森下直哉「人生に満足してないなら、今までと真逆のことをやれ」自分にワガママに生きるための一歩

森下直哉「人生に満足してないなら、今までと真逆のことをやれ」自分にワガママに生きるための一歩

SNSで拡散されたストリートスナップをきっかけに、「イケオジ」「和製ジョニーデップ」と注目を集めた全身tatooの実業家、森下直哉さん。

知識も経験もない状態から仲間たちと倉庫をリノベーションし、関西最大級の倉庫レストランを開業。現在はレストラン経営にとどまらず、店舗デザインや内装、輸入業など、好奇心の赴くままに事業の幅を広げ続けている。さらに今年は、初の写真集『DOPE』(KADOKAWA)を出版し、新たな挑戦も重ねた。

プライベートでも、身につけるもの、着るもの、乗るもの、そのすべてにこだわり、何にも縛られず自由に生きる姿に憧れる人は少なくない。

“自分にワガママに生きる”を体現する森下さんに、自分の殻を破れないもどかしさを抱える女性の悩みに答えてもらった。

株式会社THE HIDEWAY代表 森下直哉さん

森下直哉さん

1987年生まれ、滋賀県出身。株式会社THE HIDEWAY代表。関西最大級の倉庫レストラン「THE HIDEWAY FACTORY」を経営。その他、デザイナー、家具の輸入販売、アパレルなど、趣味を生かした多彩なビジネスを展開している。2023年、ストリートスナップ動画がSNSで累計5000万回以上再生され話題に。インフルエンサーとして注目を集めている Instagram

アラフォーの一般男性が「写真集を出す」という新たなチャレンジ

編集部

写真集『DOPE』の発売おめでとうございます! 今回、なぜ写真集にチャレンジしようと思ったのでしょうか?

森下さん

ありがとうございます!

以前から担当編集の伊藤ちゃんと「いつか写真集を出せたらいいよね」と話してたんです。でもまさか本当に実現できるとは……という感じ。普通に考えて、自分が写真集を出す世界線があるとは思わなかったから。

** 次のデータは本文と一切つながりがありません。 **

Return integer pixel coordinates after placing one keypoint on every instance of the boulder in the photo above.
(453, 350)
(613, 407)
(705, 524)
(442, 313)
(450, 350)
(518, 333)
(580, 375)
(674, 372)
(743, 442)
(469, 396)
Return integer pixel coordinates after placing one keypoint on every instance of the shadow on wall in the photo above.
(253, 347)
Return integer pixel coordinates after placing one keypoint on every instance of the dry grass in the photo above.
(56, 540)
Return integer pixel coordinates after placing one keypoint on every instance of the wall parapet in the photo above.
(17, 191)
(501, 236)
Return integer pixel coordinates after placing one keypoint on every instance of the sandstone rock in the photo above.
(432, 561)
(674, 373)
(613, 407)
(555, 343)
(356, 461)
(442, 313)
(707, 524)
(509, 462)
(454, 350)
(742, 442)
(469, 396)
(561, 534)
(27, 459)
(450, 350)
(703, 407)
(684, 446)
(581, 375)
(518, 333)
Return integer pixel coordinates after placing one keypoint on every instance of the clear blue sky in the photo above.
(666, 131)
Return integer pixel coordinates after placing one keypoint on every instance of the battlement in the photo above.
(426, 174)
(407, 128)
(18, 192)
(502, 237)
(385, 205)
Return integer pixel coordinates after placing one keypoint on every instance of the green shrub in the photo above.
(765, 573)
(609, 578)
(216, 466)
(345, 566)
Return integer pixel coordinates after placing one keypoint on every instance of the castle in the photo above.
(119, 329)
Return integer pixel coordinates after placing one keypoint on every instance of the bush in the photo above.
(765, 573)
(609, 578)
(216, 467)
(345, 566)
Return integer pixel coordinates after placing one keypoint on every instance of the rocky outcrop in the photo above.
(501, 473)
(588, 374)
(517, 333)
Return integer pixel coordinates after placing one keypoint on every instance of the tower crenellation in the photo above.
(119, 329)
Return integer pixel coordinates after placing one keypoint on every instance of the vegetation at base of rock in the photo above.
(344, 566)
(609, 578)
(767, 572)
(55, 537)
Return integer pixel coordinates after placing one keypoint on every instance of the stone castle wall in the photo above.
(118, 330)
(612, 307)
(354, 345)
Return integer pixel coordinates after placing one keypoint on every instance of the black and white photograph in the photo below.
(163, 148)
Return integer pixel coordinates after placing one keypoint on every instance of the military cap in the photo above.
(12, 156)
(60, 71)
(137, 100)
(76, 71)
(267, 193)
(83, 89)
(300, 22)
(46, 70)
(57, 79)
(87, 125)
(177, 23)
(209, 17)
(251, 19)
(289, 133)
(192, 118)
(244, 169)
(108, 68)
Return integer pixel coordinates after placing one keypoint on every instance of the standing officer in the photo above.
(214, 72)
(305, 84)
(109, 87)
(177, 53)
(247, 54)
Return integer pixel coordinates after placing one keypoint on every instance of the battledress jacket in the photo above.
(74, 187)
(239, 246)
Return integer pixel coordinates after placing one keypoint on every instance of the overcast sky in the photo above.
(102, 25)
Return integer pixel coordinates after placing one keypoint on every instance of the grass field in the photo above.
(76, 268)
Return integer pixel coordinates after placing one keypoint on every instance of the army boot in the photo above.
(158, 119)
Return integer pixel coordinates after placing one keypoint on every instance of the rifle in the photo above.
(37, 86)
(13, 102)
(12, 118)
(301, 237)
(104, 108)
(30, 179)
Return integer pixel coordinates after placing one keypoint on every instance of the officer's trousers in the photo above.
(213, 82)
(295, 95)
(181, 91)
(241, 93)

一般のおじさんの写真集なんてほぼ前例がないって聞いてたから、「伊藤ちゃん、本当に大丈夫? ただのイタいおじさんにならない?」って何度も確認しちゃいました(笑)

編集部

「一般のおじさん」という表現からはかけ離れたカッコよさでした……! 和装だったり普段Instagramなどでは見られない衣装にもチャレンジされてましたね。

KADOKAWAから発売された森下直哉写真集『DOPE』の中で、和装にチャレンジする森下直哉さん
森下さん

基本はすべてプロにお任せしたので、すごくワクワクしましたね。

編集の伊藤ちゃんが、「奇抜な衣装もすべて着こなしていて、想像を越えてきた」と言ってくれて、本当に安心しました(笑)

編集部

イタいおじさんにならないか不安だったと仰ってましたが、それでもチャレンジしようと思ったのはなぜでしょう?

森下さん

僕は基本的にアメリカンヴィンテージのカルチャーなど、偏った世界にいたので、それ以外のファッションに触れてこなかったんですよね。

でも、40歳を前にして経験したことがないことにチャレンジするのはいい選択だと思いました

自分の信頼している人たちが「いいと思う」と言ってくれるのなら、その感性を信じてやってみた方が楽しいので。

編集部

これまでも自分の好きなことややってみたいことを選び続けてきた森下さんらしい選択ですね。

森下さん

そうかもしれませんね。

自分の「やりたい」に素直になれない…5つの悩みにアドバイス

編集部

森下さんみたいに自分の「やりたい」「なりたい」という気持ちに素直に従えずにモヤモヤしている女性は少なくありません。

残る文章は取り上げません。